1.8 Tying It All Together
The considerations discussed above appear to flow linearly from one to the next (see Figure 1-1). Human issues pervade each stage of the cycle. In addition, each stage of the cycle feeds back to the preceding stage, and through that stage to all earlier stages. The operation and maintenance stage is critical to the life cycle. Figure 1-1 breaks it out so as to emphasize the impact it has on all stages. The following example shows the importance of feedback.
Figure 1-1 The security life cycle.
EXAMPLE: A major corporation decided to improve its security. It hired consultants, determined the threats, and created a policy. From the policy, the consultants derived several specifications that the security mechanisms had to meet. They then developed a design that would meet the specifications.

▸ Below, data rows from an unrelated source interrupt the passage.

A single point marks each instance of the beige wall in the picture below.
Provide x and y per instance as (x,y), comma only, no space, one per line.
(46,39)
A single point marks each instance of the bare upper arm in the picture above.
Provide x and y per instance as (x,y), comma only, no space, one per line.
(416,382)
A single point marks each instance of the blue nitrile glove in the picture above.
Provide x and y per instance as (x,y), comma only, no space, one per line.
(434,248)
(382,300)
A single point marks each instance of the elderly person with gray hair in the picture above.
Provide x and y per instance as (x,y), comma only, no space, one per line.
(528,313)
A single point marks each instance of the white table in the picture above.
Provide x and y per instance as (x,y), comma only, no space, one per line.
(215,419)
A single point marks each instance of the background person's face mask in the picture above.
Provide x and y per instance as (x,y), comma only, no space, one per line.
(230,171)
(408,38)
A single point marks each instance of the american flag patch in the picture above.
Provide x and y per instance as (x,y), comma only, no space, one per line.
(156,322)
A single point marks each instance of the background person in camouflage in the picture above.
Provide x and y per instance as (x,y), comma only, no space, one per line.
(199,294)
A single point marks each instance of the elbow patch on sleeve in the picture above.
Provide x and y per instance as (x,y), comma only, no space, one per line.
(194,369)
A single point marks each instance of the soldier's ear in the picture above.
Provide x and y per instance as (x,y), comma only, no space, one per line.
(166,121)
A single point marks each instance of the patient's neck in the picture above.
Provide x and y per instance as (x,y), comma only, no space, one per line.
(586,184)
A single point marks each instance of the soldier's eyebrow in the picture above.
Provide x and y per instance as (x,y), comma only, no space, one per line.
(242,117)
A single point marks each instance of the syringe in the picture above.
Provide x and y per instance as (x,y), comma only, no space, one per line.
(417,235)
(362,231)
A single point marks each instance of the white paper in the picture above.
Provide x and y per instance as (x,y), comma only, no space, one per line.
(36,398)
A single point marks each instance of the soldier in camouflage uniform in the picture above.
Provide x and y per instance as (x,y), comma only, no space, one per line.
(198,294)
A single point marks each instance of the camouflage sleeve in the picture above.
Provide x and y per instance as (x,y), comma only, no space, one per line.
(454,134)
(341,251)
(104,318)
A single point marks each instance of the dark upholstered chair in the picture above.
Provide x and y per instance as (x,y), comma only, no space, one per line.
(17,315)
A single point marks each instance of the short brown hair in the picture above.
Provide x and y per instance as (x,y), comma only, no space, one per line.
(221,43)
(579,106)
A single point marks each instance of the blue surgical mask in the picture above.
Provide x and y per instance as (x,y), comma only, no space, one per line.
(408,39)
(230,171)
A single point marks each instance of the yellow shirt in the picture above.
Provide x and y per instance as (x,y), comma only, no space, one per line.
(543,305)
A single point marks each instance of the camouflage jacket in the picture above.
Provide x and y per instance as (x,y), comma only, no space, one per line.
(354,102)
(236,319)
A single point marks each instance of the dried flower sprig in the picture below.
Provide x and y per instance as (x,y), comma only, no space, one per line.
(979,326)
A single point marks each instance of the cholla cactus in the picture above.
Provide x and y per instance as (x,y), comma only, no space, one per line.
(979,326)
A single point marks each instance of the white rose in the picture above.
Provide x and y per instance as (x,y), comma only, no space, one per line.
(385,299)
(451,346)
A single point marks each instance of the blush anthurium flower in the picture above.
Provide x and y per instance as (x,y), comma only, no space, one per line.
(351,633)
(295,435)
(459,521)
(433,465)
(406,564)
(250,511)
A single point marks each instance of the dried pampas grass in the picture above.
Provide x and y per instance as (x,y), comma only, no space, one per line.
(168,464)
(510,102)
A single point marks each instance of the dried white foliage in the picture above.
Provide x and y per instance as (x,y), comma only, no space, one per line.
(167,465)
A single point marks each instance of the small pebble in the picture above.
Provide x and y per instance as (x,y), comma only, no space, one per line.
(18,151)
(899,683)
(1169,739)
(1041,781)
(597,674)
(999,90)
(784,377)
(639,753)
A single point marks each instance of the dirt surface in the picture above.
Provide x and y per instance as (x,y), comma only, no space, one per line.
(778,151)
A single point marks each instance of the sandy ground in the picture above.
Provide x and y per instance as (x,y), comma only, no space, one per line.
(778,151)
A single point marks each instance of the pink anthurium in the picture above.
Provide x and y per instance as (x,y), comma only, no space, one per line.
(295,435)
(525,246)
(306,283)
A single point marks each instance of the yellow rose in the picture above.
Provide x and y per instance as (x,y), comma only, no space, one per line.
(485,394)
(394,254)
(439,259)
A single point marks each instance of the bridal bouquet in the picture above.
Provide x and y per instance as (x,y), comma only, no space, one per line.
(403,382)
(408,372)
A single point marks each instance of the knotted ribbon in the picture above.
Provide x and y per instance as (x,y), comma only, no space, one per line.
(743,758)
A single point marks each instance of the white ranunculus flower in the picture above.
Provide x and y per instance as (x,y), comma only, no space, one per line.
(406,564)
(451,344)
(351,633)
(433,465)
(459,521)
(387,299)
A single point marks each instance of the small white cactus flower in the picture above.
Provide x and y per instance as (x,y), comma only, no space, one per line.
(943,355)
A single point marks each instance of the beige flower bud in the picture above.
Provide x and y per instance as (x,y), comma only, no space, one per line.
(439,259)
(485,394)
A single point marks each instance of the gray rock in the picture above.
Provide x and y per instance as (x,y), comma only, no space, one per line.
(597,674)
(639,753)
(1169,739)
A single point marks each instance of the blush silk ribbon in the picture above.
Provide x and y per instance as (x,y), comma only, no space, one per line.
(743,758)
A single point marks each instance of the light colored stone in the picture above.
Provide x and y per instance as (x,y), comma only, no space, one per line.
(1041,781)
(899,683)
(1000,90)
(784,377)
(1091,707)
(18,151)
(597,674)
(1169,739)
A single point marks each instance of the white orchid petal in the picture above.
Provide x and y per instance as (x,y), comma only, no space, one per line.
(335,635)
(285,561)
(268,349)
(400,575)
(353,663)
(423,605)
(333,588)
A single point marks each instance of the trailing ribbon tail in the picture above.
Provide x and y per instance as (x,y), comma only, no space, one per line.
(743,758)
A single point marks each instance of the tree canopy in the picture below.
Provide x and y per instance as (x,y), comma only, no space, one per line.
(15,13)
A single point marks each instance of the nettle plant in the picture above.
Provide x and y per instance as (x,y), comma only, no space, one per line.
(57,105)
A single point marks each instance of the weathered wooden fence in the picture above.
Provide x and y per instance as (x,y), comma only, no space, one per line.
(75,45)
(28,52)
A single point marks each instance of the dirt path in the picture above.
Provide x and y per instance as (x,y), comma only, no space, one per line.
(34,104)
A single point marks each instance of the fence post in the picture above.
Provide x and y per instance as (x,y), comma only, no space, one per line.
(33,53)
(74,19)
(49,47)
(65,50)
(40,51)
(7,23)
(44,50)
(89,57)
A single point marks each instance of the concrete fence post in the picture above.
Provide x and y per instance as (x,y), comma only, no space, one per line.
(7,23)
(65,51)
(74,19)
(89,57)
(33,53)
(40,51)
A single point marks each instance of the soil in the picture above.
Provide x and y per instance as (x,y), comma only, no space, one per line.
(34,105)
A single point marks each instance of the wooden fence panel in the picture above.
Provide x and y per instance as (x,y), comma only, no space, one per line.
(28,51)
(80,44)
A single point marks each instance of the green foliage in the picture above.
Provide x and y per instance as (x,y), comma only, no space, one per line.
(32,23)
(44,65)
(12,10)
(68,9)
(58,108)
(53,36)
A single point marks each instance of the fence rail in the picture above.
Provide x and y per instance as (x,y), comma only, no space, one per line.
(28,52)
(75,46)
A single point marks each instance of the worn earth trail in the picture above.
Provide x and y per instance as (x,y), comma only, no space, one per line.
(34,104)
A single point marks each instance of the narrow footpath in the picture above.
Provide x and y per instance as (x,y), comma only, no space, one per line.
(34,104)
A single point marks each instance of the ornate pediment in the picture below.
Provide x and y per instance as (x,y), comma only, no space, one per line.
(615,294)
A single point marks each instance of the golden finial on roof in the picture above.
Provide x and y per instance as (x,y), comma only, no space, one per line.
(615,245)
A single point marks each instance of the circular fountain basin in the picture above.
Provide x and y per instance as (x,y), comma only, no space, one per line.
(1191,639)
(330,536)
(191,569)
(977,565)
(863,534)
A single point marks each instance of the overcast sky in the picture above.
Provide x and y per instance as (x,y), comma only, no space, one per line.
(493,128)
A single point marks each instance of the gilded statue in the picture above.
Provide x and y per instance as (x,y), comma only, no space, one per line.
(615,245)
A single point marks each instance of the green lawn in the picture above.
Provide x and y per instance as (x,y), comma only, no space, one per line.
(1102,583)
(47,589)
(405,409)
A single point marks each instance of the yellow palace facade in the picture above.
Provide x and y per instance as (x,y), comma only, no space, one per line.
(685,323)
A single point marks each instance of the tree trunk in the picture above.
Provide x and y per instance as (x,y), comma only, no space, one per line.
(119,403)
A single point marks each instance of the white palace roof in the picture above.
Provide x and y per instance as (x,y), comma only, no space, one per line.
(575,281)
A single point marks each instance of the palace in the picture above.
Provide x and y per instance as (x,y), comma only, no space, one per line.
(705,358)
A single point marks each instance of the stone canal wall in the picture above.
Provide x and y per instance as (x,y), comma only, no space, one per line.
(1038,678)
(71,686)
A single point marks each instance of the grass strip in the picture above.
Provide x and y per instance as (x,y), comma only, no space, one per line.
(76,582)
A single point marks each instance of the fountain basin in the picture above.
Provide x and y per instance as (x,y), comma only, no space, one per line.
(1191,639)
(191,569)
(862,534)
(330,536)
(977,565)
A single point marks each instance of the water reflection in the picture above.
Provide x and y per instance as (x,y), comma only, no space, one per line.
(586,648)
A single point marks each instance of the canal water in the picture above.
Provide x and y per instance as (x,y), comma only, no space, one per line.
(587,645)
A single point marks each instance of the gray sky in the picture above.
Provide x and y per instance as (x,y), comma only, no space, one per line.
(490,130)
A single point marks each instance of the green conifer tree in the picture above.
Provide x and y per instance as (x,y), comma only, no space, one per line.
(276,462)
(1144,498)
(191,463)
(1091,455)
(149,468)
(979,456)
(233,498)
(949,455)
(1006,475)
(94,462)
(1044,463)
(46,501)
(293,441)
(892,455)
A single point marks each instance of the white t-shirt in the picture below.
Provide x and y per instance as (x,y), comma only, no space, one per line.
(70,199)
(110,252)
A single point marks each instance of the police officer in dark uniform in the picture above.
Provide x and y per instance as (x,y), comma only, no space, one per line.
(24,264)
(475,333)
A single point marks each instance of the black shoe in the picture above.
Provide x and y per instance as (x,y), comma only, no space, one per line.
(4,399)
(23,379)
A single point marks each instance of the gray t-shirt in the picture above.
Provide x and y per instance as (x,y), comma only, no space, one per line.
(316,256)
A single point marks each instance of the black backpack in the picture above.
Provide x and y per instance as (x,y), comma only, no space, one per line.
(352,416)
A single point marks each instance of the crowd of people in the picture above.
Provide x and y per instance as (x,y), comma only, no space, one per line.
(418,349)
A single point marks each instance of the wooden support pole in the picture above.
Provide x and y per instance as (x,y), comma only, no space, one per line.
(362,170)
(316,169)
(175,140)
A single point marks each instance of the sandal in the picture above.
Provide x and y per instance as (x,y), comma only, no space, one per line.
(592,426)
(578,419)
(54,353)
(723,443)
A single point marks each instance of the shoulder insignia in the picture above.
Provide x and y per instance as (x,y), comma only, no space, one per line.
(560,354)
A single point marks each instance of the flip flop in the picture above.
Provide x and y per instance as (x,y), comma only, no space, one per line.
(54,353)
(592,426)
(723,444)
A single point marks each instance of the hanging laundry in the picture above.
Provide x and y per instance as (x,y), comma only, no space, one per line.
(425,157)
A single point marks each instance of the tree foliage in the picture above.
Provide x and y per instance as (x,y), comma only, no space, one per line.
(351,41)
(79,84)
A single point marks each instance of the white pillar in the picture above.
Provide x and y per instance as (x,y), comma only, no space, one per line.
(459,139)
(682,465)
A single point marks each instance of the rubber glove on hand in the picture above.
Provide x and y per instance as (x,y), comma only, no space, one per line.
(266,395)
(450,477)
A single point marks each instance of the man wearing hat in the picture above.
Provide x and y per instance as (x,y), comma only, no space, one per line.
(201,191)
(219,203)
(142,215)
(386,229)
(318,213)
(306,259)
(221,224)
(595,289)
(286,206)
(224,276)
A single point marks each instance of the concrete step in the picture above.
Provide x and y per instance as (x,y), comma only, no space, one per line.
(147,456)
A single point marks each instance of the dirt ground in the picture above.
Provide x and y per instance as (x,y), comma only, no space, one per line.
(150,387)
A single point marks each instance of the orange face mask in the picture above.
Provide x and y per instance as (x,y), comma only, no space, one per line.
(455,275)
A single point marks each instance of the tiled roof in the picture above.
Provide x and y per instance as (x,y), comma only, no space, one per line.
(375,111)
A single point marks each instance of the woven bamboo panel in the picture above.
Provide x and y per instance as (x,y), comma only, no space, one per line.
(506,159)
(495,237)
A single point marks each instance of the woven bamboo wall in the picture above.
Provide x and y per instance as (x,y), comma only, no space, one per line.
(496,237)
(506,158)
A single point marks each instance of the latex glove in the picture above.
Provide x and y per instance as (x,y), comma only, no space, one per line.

During the implementation phase, the company discovered that employees could connect modems to the telephones without being detected. The design required all incoming connections to go through a firewall. The design had to be modified to divide systems into two classes: systems connected to "the outside," which were put outside the firewall; and all other systems, which were put behind the firewall. The design needed other modifications as well.
When the system was deployed, the operation and maintenance phase revealed several unexpected threats. The most serious was that systems were repeatedly misconfigured to allow sensitive data to be sent across the Internet in the clear. The implementation made use of cryptographic software very difficult. Once this problem had been remedied, the company discovered that several "trusted" hosts (those allowed to log in without authentication) were physically outside the control of the company. This violated policy, but for commercial reasons the company needed to continue to use these hosts. The policy element that designated these systems as "trusted" was modified. Finally, the company detected proprietary material being sent to a competitor over electronic mail. This added a threat that the company had earlier discounted. The company did not realize that it needed to worry about insider attacks.
Feedback from operation is critical. Whether or not a program is tested or proved to be secure, operational environments always introduce unexpected problems or difficulties. If the assurance (specification, design, implementation, and testing/proof) phase is done properly, the extra problems and difficulties are minimal. The analysts can handle them, usually easily and quickly. If the assurance phase has been omitted or done poorly, the problems may require a complete reevaluation of the system. The tools used for the feedback include auditing, in which the operation of the system is recorded and analyzed so that the analyst can determine what the problems are.